# Black Choppers to Black Trucks?



## Draneol (Feb 1, 2014)

So this is something I was wondering, on a couple of other military forums but more towards the conventional types, that had speculation over the sight of solid black trucks with open sides and what they describe as side mounted guns in the rear. One poster said on Ft Bragg that one of the trucks had 10 guys in the back, with a 120mm mortar mounted on it with a Gatling gun.

I know Black Helicopters the majority of the time describe the 160th SOAR, at least from what I have gathered reading the 160th SOAR portion of this website, but what are these large black semi trucks with gatling guns and mortars belong to? 

I don't suppose they would be very good for a high speed insertion, as what many of those who post on this forum describe, but if it's some SpecOps Transportation Company (if that is what it would be called?) would they be army truck drivers operating them and the cool toys they seem to have, or would it be Special Forces? Because I can't find anything at all on the 82nd Airborne having anything that even resembles a black colored vehicle. 

The descriptions of these trucks some posters depending on the forum you view call them "up armored black HEMMITTS." The vehicles sound like they are meant for drawn-out slug matches. With side mounted machineguns, the biggest sized mortars the army uses, and a gatling gun on the top of it, it doesn't sound like it would be an assault vehicle, but more so a heavy hitting support vehicle for others going forward. There was also a description of a "Black hemmitt with a Strykers Tank Cannon."

So my main question, does the National Guard get these kind of trucks? Or is this only at Fort Bragg thing? If there is a SPECWAR (or is that Navy term?) army transportation unit for ground transport like it has for aviation transport, what would you have to do to get into it? That sounds like it's just a very unique type of job. I'd imagine they would mirror conventional transportation companies, like the 160th's company sized elements mirror their conventional counterparts in composition. 

Or would these trucks and truck drivers and truck crews be truck drivers from the 160th?
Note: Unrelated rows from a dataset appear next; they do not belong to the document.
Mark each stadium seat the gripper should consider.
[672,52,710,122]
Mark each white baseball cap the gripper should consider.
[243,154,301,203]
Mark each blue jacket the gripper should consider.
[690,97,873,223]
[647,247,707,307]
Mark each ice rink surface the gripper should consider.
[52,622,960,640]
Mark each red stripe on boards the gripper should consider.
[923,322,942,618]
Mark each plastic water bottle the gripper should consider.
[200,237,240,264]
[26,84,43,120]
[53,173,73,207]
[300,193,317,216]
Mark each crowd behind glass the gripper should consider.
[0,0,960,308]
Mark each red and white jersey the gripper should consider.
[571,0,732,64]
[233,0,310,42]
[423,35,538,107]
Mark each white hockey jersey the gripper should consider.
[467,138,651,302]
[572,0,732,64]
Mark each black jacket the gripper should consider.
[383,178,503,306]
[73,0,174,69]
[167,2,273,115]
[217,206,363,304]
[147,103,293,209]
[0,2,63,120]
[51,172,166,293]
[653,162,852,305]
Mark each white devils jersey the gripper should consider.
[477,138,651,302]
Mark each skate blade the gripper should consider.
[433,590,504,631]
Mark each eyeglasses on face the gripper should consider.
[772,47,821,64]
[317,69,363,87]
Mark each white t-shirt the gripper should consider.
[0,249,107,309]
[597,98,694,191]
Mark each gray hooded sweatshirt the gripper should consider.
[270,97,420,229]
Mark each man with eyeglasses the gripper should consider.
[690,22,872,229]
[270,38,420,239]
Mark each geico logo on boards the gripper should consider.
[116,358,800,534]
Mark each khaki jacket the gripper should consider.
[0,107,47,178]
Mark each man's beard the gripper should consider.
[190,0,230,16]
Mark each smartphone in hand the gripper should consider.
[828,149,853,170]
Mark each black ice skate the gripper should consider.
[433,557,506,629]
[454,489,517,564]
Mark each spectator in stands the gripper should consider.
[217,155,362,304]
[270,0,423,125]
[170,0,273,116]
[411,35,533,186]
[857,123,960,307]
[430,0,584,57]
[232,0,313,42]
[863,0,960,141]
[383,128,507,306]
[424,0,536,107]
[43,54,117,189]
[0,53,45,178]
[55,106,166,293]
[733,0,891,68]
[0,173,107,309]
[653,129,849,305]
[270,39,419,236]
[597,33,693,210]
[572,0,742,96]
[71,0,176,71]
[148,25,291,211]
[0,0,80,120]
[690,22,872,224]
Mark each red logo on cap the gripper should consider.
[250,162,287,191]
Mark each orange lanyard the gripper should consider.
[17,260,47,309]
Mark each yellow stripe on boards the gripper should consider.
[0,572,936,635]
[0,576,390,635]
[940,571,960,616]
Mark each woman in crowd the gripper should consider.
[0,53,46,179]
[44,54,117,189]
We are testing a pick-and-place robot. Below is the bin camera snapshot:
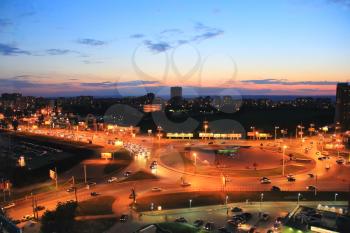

I couldn't help but notice that on the 160th SOARs recruitment webpage, they list the MOS of 88M, which is a truck driver, but 88M is not a listed MOS in any of the Combat Aviation Brigades, or Transportation Aviation Brigades listed on the Oregon National Guards webpage that lists the type of MOSs found in the same types of units. The number one MOS that isn't found, is the 88M. 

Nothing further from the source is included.